To overcome this syndrome, Parag Parikh suggests that we prepare ourselves psychologically by having a ready check-list of stocks to buy. “Fortune favours the prepared mind” Parag Parikh said, with a smile on his lips.
|Parag Parikh’s Mantra For Finding Winning Stocks|
|– Buy stocks only of fundamentally sound businesses which are run by credible management, have pricing power, have low debt and are relatively easy to understand and which are quoting at reasonable valuations;|
|– Be disciplined. Don’t buy fancy stocks at absurd valuations;|
|– Keep your emotions in check and take advantage of others’ irrationality;|
|– Buy systematically in small lots over a period of time;|
|– Keep a wish-list of your favourite stocks and seize the opportunity when it comes.|
Some other valuable bits of advice offered by Parag Parikh were that investors should not obsess over economic or political predictions while buying stocks. Instead, they should focus on investing in fundamentally sound businesses at reasonable valuations. Investors should pick businesses that are run by credible management, have pricing power, have low debt and are relatively easy to understand, he added.
Parikh Parikh also suggested that investors have to keep their emotions under control and take advantage of other investors’ irrational behaviour. This is exemplified by Warren Buffet’s immortal quote “Be fearful when others are greedy and greedy when others are fearful” Parag Parikh added. It is also not a good thing to time the market, he said, suggesting that investors adopt the SIP route to buy stocks.
Parag Parikh was also grilled about his fascination for Noida Toll Bridge and Maharashtra Scooters which have underperformed their peers. Parag promised that the good times would dawn for both stocks, sooner than later.

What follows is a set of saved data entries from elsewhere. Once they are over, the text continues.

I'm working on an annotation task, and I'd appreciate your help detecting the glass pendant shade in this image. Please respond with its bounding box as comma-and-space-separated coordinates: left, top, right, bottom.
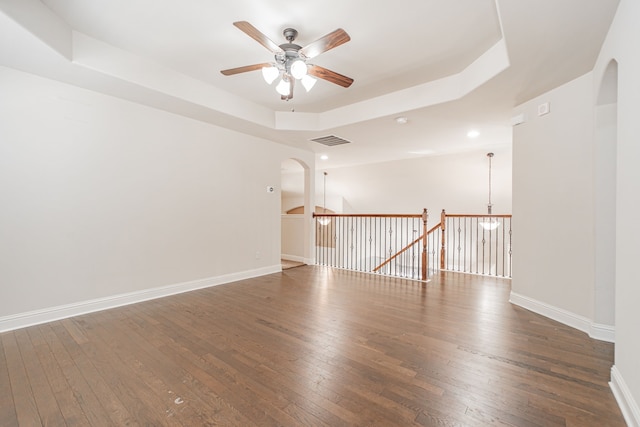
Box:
275, 78, 291, 96
301, 75, 317, 92
261, 66, 279, 84
318, 217, 331, 226
479, 219, 500, 230
290, 59, 307, 79
479, 153, 499, 230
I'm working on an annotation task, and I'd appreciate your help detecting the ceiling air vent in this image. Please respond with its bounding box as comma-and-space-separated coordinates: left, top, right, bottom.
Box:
310, 135, 352, 147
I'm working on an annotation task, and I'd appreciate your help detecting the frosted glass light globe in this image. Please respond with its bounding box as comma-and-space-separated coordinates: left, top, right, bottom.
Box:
290, 60, 307, 80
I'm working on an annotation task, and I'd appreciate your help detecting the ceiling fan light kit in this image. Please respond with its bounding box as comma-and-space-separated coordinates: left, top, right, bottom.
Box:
301, 74, 317, 92
290, 59, 308, 79
261, 65, 279, 84
221, 21, 354, 101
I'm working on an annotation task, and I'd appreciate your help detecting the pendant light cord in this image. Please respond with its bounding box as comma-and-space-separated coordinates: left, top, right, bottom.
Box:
323, 172, 327, 214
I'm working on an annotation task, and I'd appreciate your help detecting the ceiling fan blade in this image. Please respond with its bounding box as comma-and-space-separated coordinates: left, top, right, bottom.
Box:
233, 21, 284, 54
308, 65, 354, 88
220, 63, 271, 76
299, 29, 350, 59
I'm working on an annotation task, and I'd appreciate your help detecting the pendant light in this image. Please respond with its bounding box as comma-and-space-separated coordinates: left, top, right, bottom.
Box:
318, 171, 331, 225
480, 152, 500, 230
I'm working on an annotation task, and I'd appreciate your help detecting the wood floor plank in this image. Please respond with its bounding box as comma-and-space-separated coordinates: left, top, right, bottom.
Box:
27, 326, 93, 426
126, 304, 289, 425
13, 328, 67, 426
122, 307, 258, 426
0, 334, 19, 426
0, 267, 626, 426
55, 318, 179, 427
41, 323, 121, 426
91, 308, 251, 426
1, 332, 42, 426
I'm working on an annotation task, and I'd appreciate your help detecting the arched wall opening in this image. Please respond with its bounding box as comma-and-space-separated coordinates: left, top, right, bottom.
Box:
280, 158, 314, 265
594, 59, 618, 340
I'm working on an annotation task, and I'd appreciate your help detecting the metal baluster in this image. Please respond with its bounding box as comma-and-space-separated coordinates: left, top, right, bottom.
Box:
502, 218, 507, 277
361, 217, 364, 272
339, 217, 343, 268
359, 217, 363, 271
332, 217, 336, 268
324, 215, 328, 266
315, 217, 319, 265
475, 217, 480, 274
376, 217, 379, 274
508, 218, 513, 278
481, 219, 486, 275
488, 219, 492, 276
463, 217, 467, 273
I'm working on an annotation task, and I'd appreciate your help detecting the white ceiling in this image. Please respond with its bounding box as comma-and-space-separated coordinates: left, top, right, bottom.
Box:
0, 0, 620, 169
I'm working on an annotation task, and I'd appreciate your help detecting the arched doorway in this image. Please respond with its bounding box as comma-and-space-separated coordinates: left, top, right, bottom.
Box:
280, 158, 313, 268
593, 59, 618, 341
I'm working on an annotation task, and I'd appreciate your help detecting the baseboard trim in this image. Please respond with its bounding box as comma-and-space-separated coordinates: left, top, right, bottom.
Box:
610, 365, 640, 427
590, 322, 616, 343
0, 264, 281, 333
281, 254, 305, 263
509, 292, 615, 343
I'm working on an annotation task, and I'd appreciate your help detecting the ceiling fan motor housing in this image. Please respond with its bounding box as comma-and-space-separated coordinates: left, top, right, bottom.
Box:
277, 43, 305, 75
283, 28, 298, 42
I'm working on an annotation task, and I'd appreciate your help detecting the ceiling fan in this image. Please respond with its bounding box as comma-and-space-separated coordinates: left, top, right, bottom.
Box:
221, 21, 354, 101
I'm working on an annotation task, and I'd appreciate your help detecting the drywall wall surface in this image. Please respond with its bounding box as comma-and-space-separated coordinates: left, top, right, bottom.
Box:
512, 72, 595, 320
0, 66, 311, 318
593, 0, 640, 421
313, 146, 512, 221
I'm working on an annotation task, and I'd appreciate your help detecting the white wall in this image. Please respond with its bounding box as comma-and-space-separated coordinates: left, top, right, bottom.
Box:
511, 73, 596, 322
281, 215, 305, 262
0, 66, 314, 327
593, 0, 640, 423
512, 1, 640, 423
316, 146, 512, 222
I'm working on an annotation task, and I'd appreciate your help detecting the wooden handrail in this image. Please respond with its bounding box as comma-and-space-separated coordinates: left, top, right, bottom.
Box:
372, 209, 430, 279
427, 223, 441, 234
314, 213, 423, 218
313, 208, 511, 280
373, 234, 424, 273
445, 214, 512, 218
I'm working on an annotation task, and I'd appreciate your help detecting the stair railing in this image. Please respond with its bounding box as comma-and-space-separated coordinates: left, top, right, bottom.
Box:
438, 209, 512, 278
313, 209, 429, 280
313, 209, 512, 280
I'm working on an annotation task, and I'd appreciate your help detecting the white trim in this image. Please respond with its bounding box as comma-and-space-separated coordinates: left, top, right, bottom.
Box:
590, 322, 615, 343
281, 254, 306, 263
0, 265, 281, 333
509, 292, 615, 342
610, 365, 640, 427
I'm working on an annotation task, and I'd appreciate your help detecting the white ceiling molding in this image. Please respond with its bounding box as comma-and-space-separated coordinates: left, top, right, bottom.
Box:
0, 0, 619, 168
1, 0, 508, 133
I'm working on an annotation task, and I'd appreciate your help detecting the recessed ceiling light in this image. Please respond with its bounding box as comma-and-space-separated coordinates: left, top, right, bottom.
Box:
395, 116, 408, 125
320, 154, 329, 160
467, 130, 480, 138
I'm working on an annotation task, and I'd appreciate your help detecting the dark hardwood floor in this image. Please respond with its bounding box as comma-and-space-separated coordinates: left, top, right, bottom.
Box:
0, 267, 625, 426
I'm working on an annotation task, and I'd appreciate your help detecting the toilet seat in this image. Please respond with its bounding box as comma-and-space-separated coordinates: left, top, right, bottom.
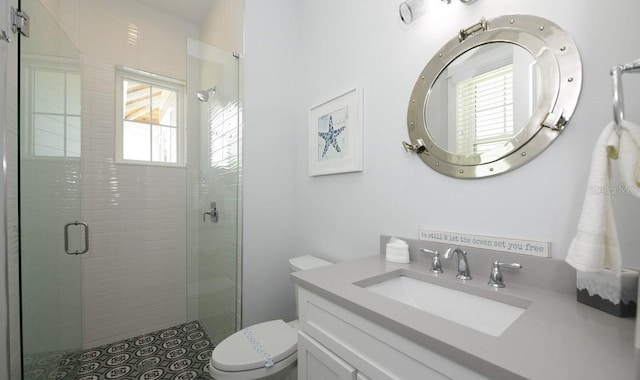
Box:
209, 320, 298, 379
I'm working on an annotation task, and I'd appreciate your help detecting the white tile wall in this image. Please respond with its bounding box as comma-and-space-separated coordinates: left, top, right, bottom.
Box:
40, 0, 198, 348
80, 59, 189, 345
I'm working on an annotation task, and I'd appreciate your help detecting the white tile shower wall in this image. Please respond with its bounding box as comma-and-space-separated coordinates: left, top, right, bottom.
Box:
80, 62, 189, 348
35, 0, 200, 348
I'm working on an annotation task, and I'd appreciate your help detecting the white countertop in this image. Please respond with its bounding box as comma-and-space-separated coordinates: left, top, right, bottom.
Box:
291, 255, 636, 380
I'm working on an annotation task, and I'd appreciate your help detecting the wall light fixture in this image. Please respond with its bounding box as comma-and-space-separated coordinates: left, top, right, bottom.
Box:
399, 0, 427, 25
442, 0, 479, 4
401, 0, 479, 25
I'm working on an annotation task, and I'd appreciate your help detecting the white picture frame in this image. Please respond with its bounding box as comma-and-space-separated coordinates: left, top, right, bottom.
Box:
309, 88, 363, 176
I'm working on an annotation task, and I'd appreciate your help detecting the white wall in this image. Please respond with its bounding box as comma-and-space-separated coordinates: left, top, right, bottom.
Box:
200, 0, 244, 54
243, 0, 640, 324
243, 0, 301, 326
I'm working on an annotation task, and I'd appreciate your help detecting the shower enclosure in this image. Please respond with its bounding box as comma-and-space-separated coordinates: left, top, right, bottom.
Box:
17, 0, 241, 378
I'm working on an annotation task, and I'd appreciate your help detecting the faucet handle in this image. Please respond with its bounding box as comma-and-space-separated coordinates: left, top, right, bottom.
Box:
488, 261, 522, 288
419, 248, 443, 274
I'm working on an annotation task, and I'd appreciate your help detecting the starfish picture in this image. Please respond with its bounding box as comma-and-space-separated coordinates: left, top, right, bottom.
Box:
318, 115, 346, 158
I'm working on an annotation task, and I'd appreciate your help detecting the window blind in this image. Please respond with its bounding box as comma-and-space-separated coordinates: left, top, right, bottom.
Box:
456, 64, 514, 154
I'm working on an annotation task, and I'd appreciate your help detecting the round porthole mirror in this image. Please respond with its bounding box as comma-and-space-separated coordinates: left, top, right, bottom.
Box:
404, 15, 582, 178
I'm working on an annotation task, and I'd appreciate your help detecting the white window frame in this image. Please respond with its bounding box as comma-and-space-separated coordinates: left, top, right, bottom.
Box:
22, 55, 82, 160
115, 66, 186, 167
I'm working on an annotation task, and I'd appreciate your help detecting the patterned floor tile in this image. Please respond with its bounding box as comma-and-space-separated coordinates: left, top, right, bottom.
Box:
24, 320, 213, 380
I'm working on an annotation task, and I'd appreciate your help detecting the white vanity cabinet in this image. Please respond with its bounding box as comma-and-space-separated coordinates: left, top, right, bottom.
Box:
298, 332, 360, 380
296, 288, 489, 380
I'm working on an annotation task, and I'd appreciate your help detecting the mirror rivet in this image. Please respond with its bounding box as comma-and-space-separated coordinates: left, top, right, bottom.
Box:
489, 167, 494, 172
568, 77, 574, 82
521, 152, 527, 157
435, 162, 439, 166
459, 170, 464, 174
539, 26, 544, 31
410, 121, 414, 125
421, 76, 425, 80
560, 46, 566, 51
439, 53, 443, 57
412, 99, 416, 103
509, 19, 514, 24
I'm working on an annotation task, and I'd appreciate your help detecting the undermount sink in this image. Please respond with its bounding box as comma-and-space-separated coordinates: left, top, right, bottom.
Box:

Interestingly, Parag Parikh put up a spirited defense over his fascination for foreign stocks. It may be recalled that he has faced a bit of flak on this aspect because one school of thought is that the Indian avatars of the foreign companies offer better bang for the buck than their foreign counterparts and that there is a great currency risk. However, Parag Parikh turned the tables over his detractors by arguing that his gameplan of hedging 90 per cent of the foreign exposure through exchange traded currency futures contracts earned 7-8% instead of bearing a currency risk. He pointed out that the USD-INR ‘Forward’ / ‘Futures’ rate is always higher than the spot rate in order to reflect the inflation or interest differentials between the two nations, and that this created a gain instead of a risk. He did, however, admit that the residual 10 per cent of the foreign exchange denominated portfolio is affected by prospective changes in the value of the USD-INR rate.